Joe “Joey Sh*thead” Keithley hasn’t traded-in his punk rock ways to take a seat on Burnaby City Council.
He and his band D.O.A. are often referred to as some of the founders of “hardcore punk” and they’re still touring and encouraging their fans to fight back against the system. Coincidentally the name of their 4oth anniversary album, released in May,and speaks out against a system Keithley is now a part of.
“Being in D.O.A. is like being on this really crazy fun soapbox talking about whatever you want. We have been doing that, in a sense, for about 4o years, you could call it being a cultural politician and trying to affect change through our music,” said Keithley while on the road, headed to a show in Oregon.
The phone call that would hurl him into politics followed a neighbourhood battle against a development in a second-growth forest in his hometown of Burnaby. The Green Party asked him to consider joining them and after some consideration, Keithley was in. Running provincially and locally, he finally earned his seat on council in October.
“Some might call it third time lucky,” said Keithley.
Punk music has always been entrenched in politics and speaking out against social norms and what they perceive as injustices.
“What I have been promoting for years, all along through D.O.A., is grassroots democracy, where people can actually have a say. I have got a few ideas about how to bring city hall to people as opposed to people coming to city hall and politicians snubbing their nose at them,” said Keithley.
Through his life experience, music and history, the lead singer and guitarist hopes to inspire a younger and more diverse demographic to branch into politics.
“We need more women running and more people of colour running so it’s not just a bunch of old white guys. We need more young people involved so it’s not just a bunch of old white guys,” said Keithley.
Musicians may be the key to unlocking a more diverse demographic according the punk rocker, with their different view of the world from travelling on tour, experiencing different cultures and understanding what fans want could give them an edge in the political sphere while appealing to a different demographic.
However, the band says their traditional fight-the-system, politically charged music won’t change now that the front man of D.O.A. is on the other side.
“The music is still the same, the latest album, Fight Back to me is an extension of the same thing. It’s fight back against inequality, economic inequality, gender inequality and racial inequality.
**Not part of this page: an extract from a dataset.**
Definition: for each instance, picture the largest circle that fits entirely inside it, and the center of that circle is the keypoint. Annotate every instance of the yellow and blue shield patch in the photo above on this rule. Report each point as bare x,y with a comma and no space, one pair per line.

Those are really prevalent in our society and our world right now,” said Keithley.
D.O.A. isn’t going anywhere anytime soon, after a few failed retirement tours they look to play bigger shows and more festivals come summer while they are currently on tour and will stop in Kelowna at Doc Willoughby’s Friday, Nov. 23.
Their latest album Fight Back was inspired by the socio-economic issues the band saw plaguing the world and is a reflection of 2017.
“It was a reflection of the time, it’s a look at racism in America and Europe, stuff like that. I said to a friend of mine a couple of months ago, ‘Did you think that we would be talking about the Ku Klux Klan in 2018?’ And he said ‘no,’ it’s unbelievable and stuff like that people have to fight against, we can’t just take this lying down,” said Keithley.
The show is going to have the crazy out of control flair with a political message they have always maintained.
Tickets are available online at rockdistrict.ca Frig Off! will open for the band Friday at 10 p.m.